Oleg Lyashko was transmitting a video from the event to Ukrainian television channels online
Leader of Ukraine’s Radical Party, Oleg Lyashko Maxim Nikitin/TASS
Leader of Ukraine’s Radical Party, Oleg Lyashko
© Maxim Nikitin/TASS

KIEV, May 21. /TASS/. The leader of Ukraine’s Radical Party, Oleg Lyashko, quarreled with the bodyguards of President Vladimir Zelensky before consultations with the leaders of parliamentary parties and the Verkhovna Rada’s leadership.

Lyashko, who had arrived at the office of the presidential staff for the meeting by bicycle, was transmitting a video from the event to Ukrainian television channels online. At the entrance to the conference hall he was stopped by the bodyguards and asked to hand in his mobile. Lyashko refused and quarreled with the bodyguards. Zelensky was of no help. He shook hands with Lyashko and, after asking him about his attitude to the dissolution of parliament, proceeded to the conference room.

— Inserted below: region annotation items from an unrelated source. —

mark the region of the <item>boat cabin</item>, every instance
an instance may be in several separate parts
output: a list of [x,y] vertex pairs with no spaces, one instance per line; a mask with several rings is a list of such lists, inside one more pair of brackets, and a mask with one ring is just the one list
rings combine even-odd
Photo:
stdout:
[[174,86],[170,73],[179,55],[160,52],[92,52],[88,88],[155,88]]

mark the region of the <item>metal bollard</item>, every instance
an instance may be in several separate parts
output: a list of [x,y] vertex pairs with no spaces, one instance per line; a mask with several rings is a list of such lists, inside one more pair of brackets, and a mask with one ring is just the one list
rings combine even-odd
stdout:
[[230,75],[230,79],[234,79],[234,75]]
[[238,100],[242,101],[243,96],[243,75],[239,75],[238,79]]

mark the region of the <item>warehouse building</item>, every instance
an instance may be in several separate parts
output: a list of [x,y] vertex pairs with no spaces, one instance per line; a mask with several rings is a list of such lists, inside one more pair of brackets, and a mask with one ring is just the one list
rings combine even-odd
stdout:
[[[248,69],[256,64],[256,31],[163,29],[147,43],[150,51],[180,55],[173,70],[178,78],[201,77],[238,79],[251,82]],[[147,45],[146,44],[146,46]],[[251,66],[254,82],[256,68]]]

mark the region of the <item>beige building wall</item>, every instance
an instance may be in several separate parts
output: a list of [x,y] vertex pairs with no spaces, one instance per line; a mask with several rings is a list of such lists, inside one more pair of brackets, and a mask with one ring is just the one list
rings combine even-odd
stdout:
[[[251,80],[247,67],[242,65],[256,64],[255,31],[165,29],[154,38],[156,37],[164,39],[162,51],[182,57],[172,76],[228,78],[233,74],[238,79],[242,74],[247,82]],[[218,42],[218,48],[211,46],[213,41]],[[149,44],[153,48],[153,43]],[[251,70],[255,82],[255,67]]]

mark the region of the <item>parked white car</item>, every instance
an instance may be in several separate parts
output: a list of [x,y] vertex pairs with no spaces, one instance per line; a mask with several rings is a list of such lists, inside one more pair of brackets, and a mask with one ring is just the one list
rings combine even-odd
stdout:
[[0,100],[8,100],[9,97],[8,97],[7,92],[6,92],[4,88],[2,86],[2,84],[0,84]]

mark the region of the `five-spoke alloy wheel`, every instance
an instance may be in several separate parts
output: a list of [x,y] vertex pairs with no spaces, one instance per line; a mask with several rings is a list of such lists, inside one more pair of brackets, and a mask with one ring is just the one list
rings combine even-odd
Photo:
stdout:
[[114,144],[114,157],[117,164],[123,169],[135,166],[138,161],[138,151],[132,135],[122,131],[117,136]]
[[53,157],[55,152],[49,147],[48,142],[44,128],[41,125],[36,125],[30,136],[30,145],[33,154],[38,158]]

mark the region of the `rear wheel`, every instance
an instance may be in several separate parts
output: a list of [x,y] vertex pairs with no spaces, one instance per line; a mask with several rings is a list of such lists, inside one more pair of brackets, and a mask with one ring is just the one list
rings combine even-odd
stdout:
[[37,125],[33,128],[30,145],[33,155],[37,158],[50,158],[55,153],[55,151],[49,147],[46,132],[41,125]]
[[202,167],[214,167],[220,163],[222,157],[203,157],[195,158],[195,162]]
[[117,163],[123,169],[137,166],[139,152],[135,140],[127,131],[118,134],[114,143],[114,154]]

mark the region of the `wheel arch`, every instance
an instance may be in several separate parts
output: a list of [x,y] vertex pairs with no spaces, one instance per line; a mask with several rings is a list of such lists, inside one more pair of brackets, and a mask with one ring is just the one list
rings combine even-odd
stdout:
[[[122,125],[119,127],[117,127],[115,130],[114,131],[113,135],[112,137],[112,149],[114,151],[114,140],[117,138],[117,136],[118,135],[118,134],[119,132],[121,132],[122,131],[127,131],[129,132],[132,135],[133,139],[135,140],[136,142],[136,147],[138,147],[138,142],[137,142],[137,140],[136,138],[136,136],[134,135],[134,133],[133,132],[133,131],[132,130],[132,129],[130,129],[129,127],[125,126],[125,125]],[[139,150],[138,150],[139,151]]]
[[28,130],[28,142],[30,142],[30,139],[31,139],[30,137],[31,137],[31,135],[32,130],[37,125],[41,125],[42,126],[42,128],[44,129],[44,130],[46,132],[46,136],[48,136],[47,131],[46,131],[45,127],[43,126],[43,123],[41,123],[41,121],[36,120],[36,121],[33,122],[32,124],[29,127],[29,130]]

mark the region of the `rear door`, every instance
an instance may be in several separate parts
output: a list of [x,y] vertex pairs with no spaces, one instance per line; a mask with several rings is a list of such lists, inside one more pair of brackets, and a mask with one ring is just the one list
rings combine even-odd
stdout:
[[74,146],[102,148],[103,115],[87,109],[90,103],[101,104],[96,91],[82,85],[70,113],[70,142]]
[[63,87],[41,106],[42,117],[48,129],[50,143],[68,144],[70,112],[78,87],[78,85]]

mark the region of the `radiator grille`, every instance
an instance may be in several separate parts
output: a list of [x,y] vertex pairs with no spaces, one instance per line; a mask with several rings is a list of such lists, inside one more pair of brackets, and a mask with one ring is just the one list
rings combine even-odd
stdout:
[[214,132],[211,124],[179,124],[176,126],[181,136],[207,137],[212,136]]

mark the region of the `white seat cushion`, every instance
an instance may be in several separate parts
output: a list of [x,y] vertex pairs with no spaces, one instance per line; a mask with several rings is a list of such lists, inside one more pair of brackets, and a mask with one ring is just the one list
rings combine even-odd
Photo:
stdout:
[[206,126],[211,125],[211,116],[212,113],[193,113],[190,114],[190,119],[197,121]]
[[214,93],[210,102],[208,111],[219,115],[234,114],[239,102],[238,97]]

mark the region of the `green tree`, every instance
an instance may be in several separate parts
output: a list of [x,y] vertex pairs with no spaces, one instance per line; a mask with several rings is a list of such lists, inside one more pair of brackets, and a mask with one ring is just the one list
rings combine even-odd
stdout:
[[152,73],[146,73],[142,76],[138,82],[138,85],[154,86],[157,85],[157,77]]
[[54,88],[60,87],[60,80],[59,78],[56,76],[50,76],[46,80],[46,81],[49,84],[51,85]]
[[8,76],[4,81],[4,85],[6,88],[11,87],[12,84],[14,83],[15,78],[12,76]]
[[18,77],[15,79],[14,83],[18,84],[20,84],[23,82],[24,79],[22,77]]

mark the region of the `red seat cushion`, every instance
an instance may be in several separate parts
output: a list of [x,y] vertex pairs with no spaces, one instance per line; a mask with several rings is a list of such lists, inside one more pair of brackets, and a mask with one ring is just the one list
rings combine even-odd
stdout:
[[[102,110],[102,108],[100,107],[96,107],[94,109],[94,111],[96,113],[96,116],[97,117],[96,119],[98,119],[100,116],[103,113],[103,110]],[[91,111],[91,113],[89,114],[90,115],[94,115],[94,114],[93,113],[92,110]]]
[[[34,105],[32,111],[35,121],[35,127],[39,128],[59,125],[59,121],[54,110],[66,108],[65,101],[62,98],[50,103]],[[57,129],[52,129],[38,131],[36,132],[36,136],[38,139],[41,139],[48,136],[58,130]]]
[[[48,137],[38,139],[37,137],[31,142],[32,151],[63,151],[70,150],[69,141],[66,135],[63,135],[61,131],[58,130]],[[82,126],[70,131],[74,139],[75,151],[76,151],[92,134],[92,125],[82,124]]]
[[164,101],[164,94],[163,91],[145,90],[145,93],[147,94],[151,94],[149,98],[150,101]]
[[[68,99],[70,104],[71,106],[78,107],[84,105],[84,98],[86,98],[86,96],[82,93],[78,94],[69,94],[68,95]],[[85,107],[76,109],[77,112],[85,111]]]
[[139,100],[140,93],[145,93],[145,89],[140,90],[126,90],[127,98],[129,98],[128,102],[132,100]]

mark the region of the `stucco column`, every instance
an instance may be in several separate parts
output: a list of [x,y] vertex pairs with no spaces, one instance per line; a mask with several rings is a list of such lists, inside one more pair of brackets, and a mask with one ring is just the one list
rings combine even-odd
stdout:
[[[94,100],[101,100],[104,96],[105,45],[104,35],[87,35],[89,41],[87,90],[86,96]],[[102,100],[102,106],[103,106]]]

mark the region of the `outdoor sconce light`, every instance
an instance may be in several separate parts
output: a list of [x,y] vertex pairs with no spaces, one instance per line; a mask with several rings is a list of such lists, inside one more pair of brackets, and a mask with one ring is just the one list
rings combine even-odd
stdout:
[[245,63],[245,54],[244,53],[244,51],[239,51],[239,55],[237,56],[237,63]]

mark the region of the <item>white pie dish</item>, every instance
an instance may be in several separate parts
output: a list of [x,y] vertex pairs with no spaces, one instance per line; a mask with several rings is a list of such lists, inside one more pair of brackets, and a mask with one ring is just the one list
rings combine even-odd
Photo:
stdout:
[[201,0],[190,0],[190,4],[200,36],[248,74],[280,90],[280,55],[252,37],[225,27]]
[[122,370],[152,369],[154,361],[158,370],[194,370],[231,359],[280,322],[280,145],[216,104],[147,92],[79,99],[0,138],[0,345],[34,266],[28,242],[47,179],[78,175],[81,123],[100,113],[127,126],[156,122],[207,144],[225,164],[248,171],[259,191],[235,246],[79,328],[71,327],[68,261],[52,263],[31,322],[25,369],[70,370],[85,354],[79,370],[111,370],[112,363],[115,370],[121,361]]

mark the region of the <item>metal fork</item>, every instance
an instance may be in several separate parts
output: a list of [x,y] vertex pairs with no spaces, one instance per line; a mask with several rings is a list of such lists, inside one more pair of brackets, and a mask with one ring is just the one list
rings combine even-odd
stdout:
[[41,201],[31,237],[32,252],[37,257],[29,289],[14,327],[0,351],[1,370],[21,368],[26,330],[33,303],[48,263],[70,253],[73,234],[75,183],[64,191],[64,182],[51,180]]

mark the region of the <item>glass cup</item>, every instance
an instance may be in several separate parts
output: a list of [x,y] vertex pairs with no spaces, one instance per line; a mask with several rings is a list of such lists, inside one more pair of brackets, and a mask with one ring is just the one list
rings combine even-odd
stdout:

"The president gave me no chance to enter and allowed his bodyguards to block my way," Lyashko said on TV. The radicals’ leader complained the election of a new president had changed nothing.

"Zelensky has taken over, but we see the very same backstage talks there had been during Pyotr Poroshenko’s rule," Lyashko said.

On Monday, Lyashko had a heated verbal exchange with Zelensky after the president-elect’s inauguration in the Verkhovna Rada. While speaking about the situation in Donbass Zelensky began to use Russian. Lyashko interrupted him with a yell the legislators in the Verkhovna Rada’s hall "understand the Ukrainian language well enough." Zelensky snapped back they "understand both Ukrainian and Russian" and warned Lyashko against discriminating the people on the basis of "the passport they hold and the language they speak."

On Tuesday, Zelensky invited the leaders of parliamentary factions and the Verkhovna Rada leadership for consultations on the early termination of the parliament’s powers. At the presidential inauguration ceremony Zelensky declared he was disbanding parliament with the aim to call early parliamentary elections within two months.

Under the Constitution the president calls early parliamentary elections and holds them within sixty days following the decree on the early termination of the outgoing parliament’s powers.